The reason for this is that both paper and printing here is cheap along with labor. The original author also licenses for cheap. The publishing houses however take a large cut increasing the cost of the book.

People get a hold of the epub and print them and sell them for 1/4th of the price sometimes 1/10th for new and even less for used.

The only way I see around this is digital libraries. Let people rent unlimited books (but like Netflix limited at a time) and take a monthly cut.

4 comments

Paper, printing, and labour have nothing to do with the price of the book. Like college textbooks and drugs, you can sell in India if you mark your prices in accordance with what the market can afford. Otherwise, people will pirate.
That's essentially Kindle Unlimited. It's one of the key pillars to Amazon's dominance of the publishing sector. As an author, you have to give them 3 months exclusive publication rights to use it. You get paid per pages read, divided among all the other pages a customer reads that period. And if you opt out, your book's distribution on Amazon is affected.
Well yes, piracy is always going to be cheaper.
Similar to how Prime Video doesn't work in many Latin American countries that have poor internet and sneakernet of hard drive swapping with piracy.

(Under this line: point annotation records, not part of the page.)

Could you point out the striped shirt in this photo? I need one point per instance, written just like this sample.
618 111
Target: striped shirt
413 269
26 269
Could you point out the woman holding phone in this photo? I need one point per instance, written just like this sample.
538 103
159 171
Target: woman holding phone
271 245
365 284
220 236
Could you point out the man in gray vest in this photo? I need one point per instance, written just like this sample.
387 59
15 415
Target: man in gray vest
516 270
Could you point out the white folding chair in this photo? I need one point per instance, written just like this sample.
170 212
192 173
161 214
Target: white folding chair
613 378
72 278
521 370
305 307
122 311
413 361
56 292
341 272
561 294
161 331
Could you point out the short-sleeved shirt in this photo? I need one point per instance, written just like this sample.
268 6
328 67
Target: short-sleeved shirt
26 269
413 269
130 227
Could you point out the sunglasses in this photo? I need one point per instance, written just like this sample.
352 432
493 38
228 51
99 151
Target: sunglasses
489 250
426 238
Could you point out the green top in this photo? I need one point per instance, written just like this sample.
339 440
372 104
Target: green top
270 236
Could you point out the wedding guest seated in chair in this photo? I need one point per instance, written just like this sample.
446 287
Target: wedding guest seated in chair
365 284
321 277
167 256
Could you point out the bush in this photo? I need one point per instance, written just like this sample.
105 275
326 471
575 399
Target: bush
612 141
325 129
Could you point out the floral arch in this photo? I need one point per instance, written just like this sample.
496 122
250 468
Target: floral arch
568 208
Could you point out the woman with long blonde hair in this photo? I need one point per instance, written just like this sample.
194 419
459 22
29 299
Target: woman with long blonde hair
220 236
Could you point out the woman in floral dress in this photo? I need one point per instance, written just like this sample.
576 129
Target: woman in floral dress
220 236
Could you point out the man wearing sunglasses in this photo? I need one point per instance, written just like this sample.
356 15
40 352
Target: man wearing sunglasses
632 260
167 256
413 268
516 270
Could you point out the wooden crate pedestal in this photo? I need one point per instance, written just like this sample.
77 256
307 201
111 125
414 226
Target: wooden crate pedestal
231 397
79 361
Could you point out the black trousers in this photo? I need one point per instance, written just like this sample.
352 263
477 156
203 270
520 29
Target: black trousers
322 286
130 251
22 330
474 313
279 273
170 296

Of course piracy is cheaper lmao

> In India Amazon makes little sense. Neither does kindle nor does local book store.

Of course! The number of books outside educational material sold in this country with huge population is insignificant. And it is not much surprise since most people can't really afford much.

But at least mobile data is really cheap and Whatsapp is free, so people get all the information they care about just from this combo.